Muta ancora il contesto italiano e a distanza di un anno è pronta un’altra rivoluzione. Saranno almeno otto le squadre che sono propense a cambiare allenatore, confermando una tendenza che caratterizza il campionato di Serie A più di tutti gli altri in Europa: la scarsa predisposizione a dare a un allenatore il tempo necessario per incidere sulla rosa a disposizione. Secondo un rapporto dell’osservatorio calcistico CIES, tra i top 5 campionati europei la Serie A è il secondo con la permanenza media più bassa di un allenatore in panchina: 392 giorni, appena sopra la Ligue 1 con 359 giorni.

Decisamente più alta è quella che registrano la Premier League con 777 giorni e la Bundesliga con 797. Il miglior dato, però, spetta alla Liga che con i suoi 834 giorni si dimostra un campionato capace di pazientare e di dar fiducia ai propri allenatori, decisamente di più rispetto a campionati come la Serie A e come la Ligue 1. È evidente che in statistiche di questo genere incidano anche casi come quelli di Ferguson al Manchester United, di Wenger con l’Arsenal, di Guardiola con il City e di Simeone con l’Atletico Madrid. L’Italia, però, in questo senso si difende bene considerano la fedeltà di Inzaghi tra Lazio e Inter, come quella di Gasperini all’Atalanta.

La Serie A, un campionato senza vie di mezzo

Nello stesso rapporto il CIES ha fornito anche un’altra interessante statistica. In Serie A il 90% degli allenatori dura meno di un anno, mentre il 10% supera i tre anni. Non esistono vie di mezzo o, quanto meno, sono rari i casi in cui un tecnico rimanda tra gli 1 e i 2 anni o tra i 2 e i 3 anni. Questo conferma ancora una volta il doppio volto di un campionato che si muove tra due estremi: se un allenatore sbaglia il primo anno paga subito, altrimenti si garantisce una lunga permanenza.

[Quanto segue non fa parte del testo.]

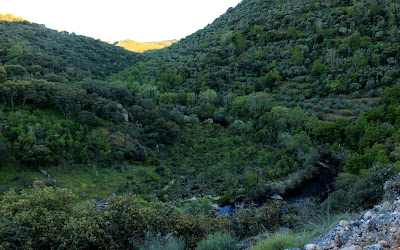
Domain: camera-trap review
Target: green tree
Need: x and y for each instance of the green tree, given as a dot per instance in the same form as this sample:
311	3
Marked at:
70	101
297	56
3	74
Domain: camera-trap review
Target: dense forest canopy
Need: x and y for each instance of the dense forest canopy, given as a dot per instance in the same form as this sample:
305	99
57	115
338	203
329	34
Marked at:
142	47
250	106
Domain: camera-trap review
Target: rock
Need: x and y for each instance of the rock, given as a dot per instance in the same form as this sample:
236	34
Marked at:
343	223
311	247
384	243
284	230
368	215
351	248
373	247
209	121
276	197
394	229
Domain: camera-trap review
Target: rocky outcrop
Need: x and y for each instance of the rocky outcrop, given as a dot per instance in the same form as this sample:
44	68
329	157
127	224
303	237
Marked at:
378	228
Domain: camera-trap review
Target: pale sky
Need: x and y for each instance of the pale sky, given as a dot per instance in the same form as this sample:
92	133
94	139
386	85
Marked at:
114	20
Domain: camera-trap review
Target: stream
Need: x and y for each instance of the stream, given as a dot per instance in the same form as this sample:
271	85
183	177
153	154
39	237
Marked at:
317	187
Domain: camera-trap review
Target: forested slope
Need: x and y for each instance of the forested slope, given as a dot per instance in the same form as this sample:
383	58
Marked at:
252	105
145	46
43	52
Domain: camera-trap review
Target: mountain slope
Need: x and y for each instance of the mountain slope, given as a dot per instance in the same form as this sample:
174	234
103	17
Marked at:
43	51
294	50
142	47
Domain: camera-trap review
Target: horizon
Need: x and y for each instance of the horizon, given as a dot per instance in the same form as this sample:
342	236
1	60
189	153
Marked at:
139	21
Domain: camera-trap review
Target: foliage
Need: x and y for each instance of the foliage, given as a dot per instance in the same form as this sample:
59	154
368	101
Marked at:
284	241
217	241
142	47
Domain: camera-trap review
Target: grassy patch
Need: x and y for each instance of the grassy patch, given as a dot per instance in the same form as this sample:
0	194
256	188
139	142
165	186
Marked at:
283	241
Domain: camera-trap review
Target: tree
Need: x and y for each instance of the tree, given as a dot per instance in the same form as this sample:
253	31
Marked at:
297	57
5	152
70	101
3	74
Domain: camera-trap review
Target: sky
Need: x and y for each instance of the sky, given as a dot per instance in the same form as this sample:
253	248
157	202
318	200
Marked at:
114	20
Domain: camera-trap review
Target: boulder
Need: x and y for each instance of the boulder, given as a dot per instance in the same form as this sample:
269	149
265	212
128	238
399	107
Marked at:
209	121
276	197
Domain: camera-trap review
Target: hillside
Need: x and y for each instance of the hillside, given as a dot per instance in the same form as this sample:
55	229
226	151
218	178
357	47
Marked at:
281	113
43	52
142	47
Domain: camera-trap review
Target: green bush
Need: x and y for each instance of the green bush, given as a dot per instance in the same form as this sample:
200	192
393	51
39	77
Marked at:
283	241
217	241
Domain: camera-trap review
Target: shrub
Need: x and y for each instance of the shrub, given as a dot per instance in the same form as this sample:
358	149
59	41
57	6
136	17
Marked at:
284	241
355	192
217	241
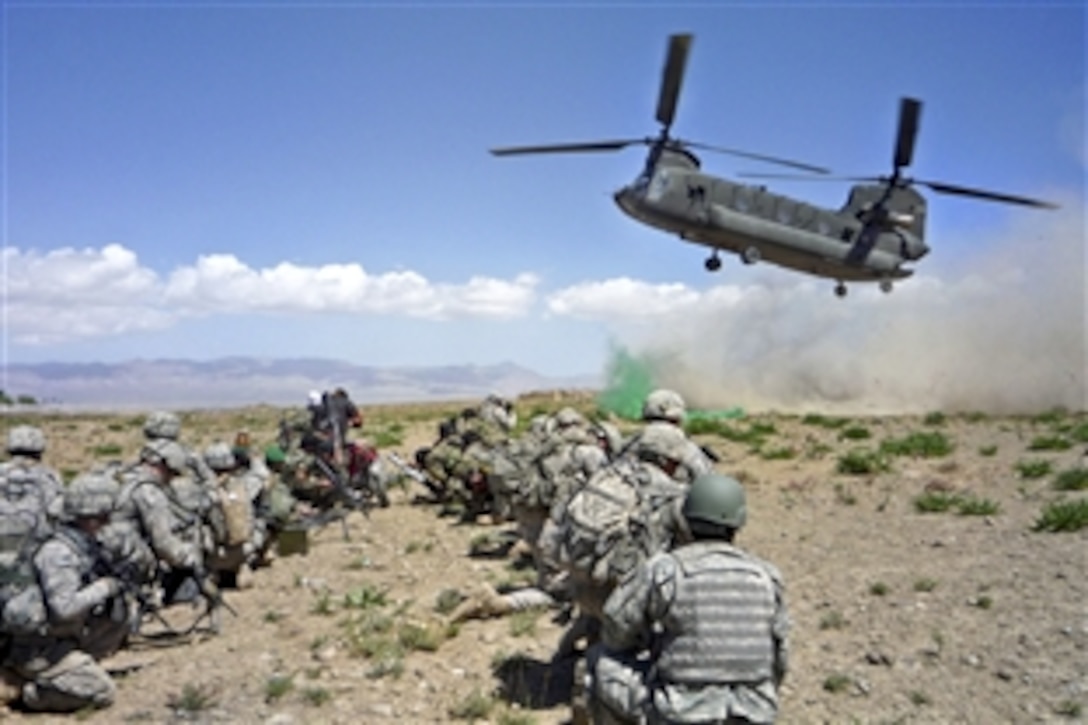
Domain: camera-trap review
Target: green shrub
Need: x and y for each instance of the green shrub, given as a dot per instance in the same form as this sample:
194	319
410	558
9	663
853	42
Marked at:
862	462
936	418
1072	479
1049	443
854	433
1034	468
929	444
1063	516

Negli altri campionati vige l’equilibrio. In Premier League il 45% non arriva oltre il primo anno, il 20% saluta entro il secondo anno, il 5% resta tra i due e i tre anni, mentre un incredibile 30% resta oltre i tre anni. In Bundesliga il dato è ancora più equilibrato: il 44,4% saluta subito, il 27,8% resta un anno o due, l’11,1% tra i due e i tre anni, il 16,7% oltre tre anni.

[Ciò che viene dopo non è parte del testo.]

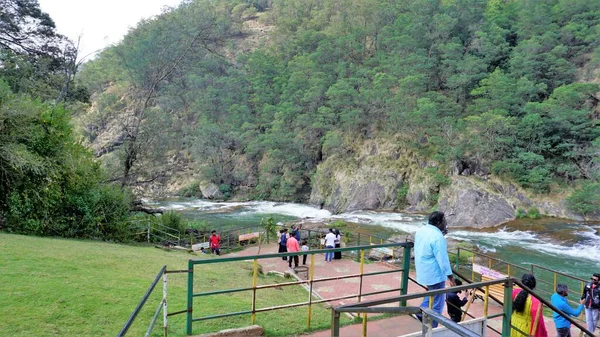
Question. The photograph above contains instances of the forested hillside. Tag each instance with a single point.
(489, 88)
(50, 184)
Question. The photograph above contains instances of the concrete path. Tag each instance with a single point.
(395, 326)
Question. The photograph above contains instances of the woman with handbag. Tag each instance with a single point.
(527, 316)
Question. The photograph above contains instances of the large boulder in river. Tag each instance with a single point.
(472, 203)
(210, 191)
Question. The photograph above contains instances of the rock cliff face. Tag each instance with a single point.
(373, 176)
(368, 179)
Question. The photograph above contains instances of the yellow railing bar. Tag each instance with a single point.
(310, 278)
(254, 284)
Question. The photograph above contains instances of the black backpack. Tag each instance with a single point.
(283, 240)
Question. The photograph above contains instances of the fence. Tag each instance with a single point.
(428, 315)
(546, 278)
(255, 288)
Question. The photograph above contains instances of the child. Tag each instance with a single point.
(304, 249)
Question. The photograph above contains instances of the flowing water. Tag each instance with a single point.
(570, 247)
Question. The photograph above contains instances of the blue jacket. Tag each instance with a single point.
(561, 303)
(431, 256)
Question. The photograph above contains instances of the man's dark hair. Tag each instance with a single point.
(436, 218)
(562, 288)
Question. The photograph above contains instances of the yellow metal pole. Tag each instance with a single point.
(254, 284)
(365, 324)
(362, 269)
(310, 282)
(486, 301)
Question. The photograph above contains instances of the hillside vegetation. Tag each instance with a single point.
(491, 87)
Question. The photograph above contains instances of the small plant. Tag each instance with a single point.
(270, 227)
(401, 196)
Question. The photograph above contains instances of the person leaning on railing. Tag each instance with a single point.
(527, 318)
(559, 300)
(591, 295)
(431, 260)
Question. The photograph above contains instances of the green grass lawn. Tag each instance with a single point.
(60, 287)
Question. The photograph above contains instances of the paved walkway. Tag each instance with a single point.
(395, 326)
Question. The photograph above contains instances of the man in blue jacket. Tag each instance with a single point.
(431, 260)
(559, 300)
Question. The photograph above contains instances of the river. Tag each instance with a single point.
(570, 247)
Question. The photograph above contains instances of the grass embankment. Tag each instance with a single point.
(59, 287)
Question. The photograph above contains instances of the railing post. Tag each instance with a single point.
(165, 333)
(190, 296)
(357, 244)
(427, 325)
(405, 272)
(335, 323)
(508, 286)
(361, 268)
(457, 263)
(310, 284)
(254, 284)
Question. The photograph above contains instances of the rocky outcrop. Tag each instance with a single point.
(468, 202)
(210, 191)
(367, 179)
(374, 174)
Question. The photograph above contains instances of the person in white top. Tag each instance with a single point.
(329, 243)
(304, 249)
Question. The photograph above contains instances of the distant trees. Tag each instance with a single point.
(49, 183)
(494, 83)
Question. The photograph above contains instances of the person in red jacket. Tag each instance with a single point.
(215, 243)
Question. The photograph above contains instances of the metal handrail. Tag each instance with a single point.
(310, 281)
(138, 308)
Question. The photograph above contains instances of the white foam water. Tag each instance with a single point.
(585, 244)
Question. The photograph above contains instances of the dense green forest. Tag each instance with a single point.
(50, 184)
(500, 87)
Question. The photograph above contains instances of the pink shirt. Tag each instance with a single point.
(292, 245)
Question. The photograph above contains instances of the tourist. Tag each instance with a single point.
(293, 247)
(215, 243)
(559, 300)
(295, 232)
(455, 303)
(282, 241)
(431, 260)
(527, 311)
(329, 244)
(304, 249)
(338, 239)
(591, 295)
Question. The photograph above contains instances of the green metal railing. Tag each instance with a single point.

Quasi perfettamente bilanciata la Liga, il campionato con la permanenza media più alta, dove il 40% degli allenatori va via dopo una stagione, il 30% dà continuità per uno o due anni, il 25% crea un ciclo con più di tre anni di durata, mentre è complicato (5%) che un allenatore stazioni in un club per due o tre anni.